Learn R Programming

fastml (version 0.5.0)

fastexplore: Explore and Summarize a Dataset Quickly

Description

fastexplore provides a fast and comprehensive exploratory data analysis (EDA) workflow. It automatically detects variable types, checks for missing and duplicated data, suggests potential ID columns, and provides a variety of plots (histograms, boxplots, scatterplots, correlation heatmaps, etc.).

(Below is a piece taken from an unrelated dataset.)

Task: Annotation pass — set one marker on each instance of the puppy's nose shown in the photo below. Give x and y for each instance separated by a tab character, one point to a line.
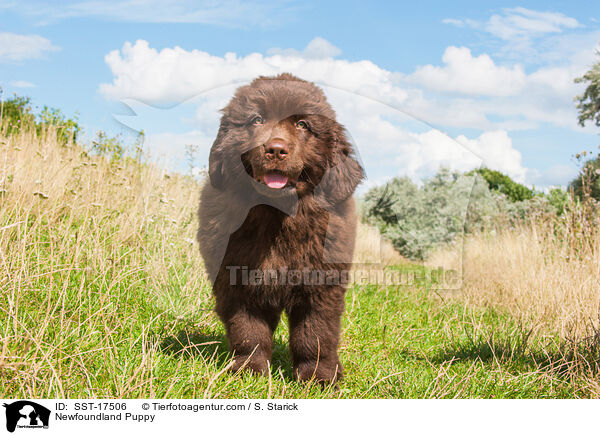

It also includes optional outlier detection, normality testing, and feature engineering.

Usage

fastexplore(
  data,
  label = NULL,
  visualize = c("histogram", "boxplot", "barplot", "heatmap", "scatterplot"),
  save_results = TRUE,
  output_dir = NULL,
  sample_size = NULL,
  interactive = FALSE,
  corr_threshold = 0.9,
  auto_convert_numeric = TRUE,
  visualize_missing = TRUE,
  imputation_suggestions = FALSE,
  report_duplicate_details = TRUE,
  detect_near_duplicates = TRUE,
  auto_convert_dates = FALSE,
  feature_engineering = FALSE,
  outlier_method = c("iqr", "zscore", "dbscan", "lof"),
  run_distribution_checks = TRUE,
  normality_tests = c("shapiro"),
  pairwise_matrix = TRUE,
  max_scatter_cols = 5,
  grouped_plots = TRUE,
  use_upset_missing = TRUE
)

Value

A (silent) list containing:

  • data_overview - A basic overview (head, unique values, skim summary).

  • summary_stats - Summary statistics for numeric columns.

  • freq_tables - Frequency tables for factor columns.

  • missing_data - Missing data overview (count, percentage).

  • duplicated_rows - Count of duplicated rows.

  • class_imbalance - Class distribution if label is provided and is categorical.

  • correlation_matrix - The correlation matrix for numeric variables.

  • zero_variance_cols - Columns with near-zero variance.

  • potential_id_cols - Columns with unique values in every row.

  • date_time_cols - Columns recognized as date/time.

  • high_corr_pairs - Pairs of variables with correlation above corr_threshold.

  • outlier_method - The chosen method for outlier detection.

  • outlier_summary - Outlier proportions or metrics (if computed).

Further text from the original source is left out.